A identidade se perde por diluição, não só por rebelião. Ninguém na linhagem de Sete decidiu, num dia, abandonar a Deus. Eles apenas foram cedendo, casamento a casamento, concessão a concessão. É o mesmo alerta de Paulo sobre o “jugo desigual” (2 Co 6:14): as alianças mais íntimas da vida — a começar pelo casamento — moldam a fé mais do que qualquer discurso.

Beleza não é critério suficiente. “Viram que eram formosas… tomaram as que mais lhes agradaram.” A tragédia começou com escolhas guiadas pelos olhos. Numa cultura de imagem como a nossa, o diagnóstico dispensa atualização.

Ainda há um “filho de Deus” a ser. A expressão que Gênesis 6 aplica à linhagem fiel, o Novo Testamento oferece a cada pessoa em Cristo: “Vede que grande amor nos tem concedido o Pai, a ponto de sermos chamados filhos de Deus” (1 Jo 3:1). A pergunta do texto, no fim, não é sobre anjos nem gigantes — é se os filhos de Deus de hoje viverão como tais, distintos e fiéis, enquanto a longanimidade de Deus, como nos dias de Noé, ainda aguarda.

“Assim como foi nos dias de Noé, também será a vinda do Filho do Homem.” — Mateus 24:37


Referências

Textos bíblicos citados: Gênesis 3:6; 4:19-26; 5; 6:1-11; Êxodo 4:22; Números 13:33; Deuteronômio 14:1; Jó 1:6; 2:1; 38:7; Oseias 1:10; Mateus 22:30; 24:37-39; 2 Coríntios 6:14; 1 João 3:1. As citações seguem a versão Almeida Revista e Atualizada (ARA).

Escritos de Ellen G. White:

WHITE, Ellen G. Patriarcas e Profetas. Tatuí: Casa Publicadora Brasileira.
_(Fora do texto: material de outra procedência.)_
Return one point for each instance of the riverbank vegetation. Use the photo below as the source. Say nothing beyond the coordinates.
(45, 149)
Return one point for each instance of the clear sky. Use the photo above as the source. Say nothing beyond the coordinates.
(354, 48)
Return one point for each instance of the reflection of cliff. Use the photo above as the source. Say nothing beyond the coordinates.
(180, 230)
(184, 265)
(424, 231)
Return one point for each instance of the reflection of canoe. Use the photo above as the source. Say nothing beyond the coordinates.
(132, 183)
Capítulos “Sete e Enoque” e “O Dilúvio”. p. 80-92.

Fontes de apoio:

COMENTÁRIO BÍBLICO ADVENTISTA DO SÉTIMO DIA. v. 1. Tatuí: Casa Publicadora Brasileira. (Comentário sobre Gênesis 6:1-4.)
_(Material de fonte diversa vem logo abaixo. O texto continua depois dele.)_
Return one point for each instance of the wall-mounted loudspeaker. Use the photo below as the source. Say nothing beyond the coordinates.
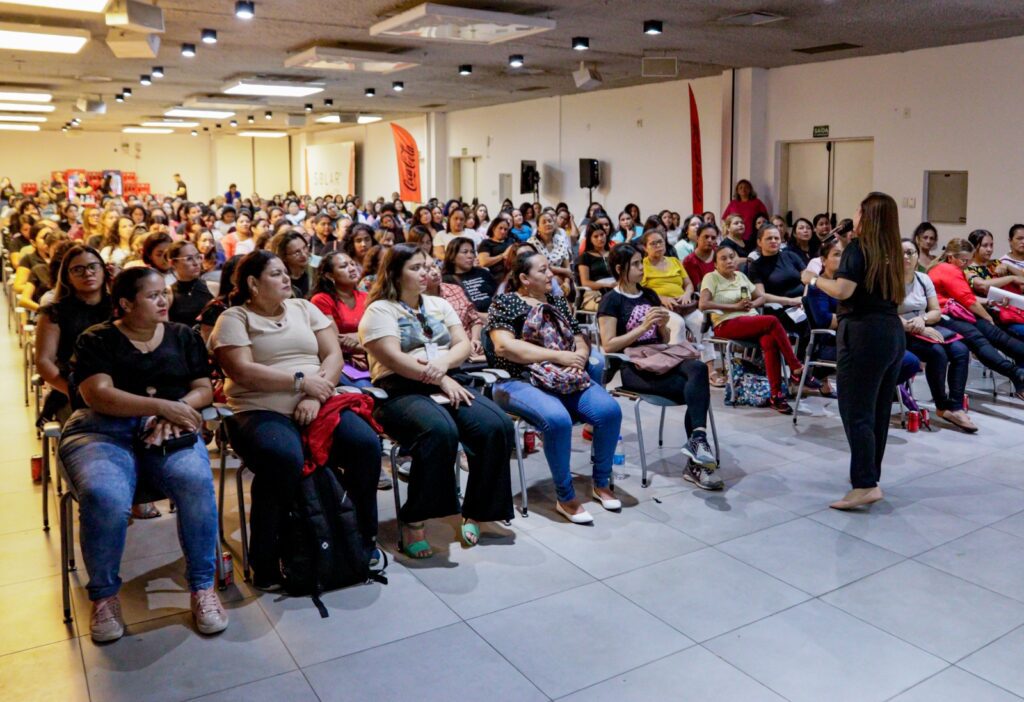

1 ENOQUE, capítulos 6-16. In: Apócrifos e pseudepígrafos do Antigo Testamento. (Tradição judaica dos “vigilantes”; citado como fonte histórica da interpretação angelical, não como Escritura.)

JOSEFO, Flávio. Antiguidades Judaicas, livro 1. (Registro da tradição angelical no judaísmo do século I.)

HAMILTON, Victor P. The Book of Genesis, Chapters 1–17. Grand Rapids: Eerdmans, 1990. (The New International Commentary on the Old Testament.)

WENHAM, Gordon J. Genesis 1–15. Waco: Word Books, 1987. (Word Biblical Commentary, v. 1.)

MATHEWS, Kenneth A. Genesis 1–11:26. Nashville: Broadman & Holman, 1996. (The New American Commentary, v. 1A.)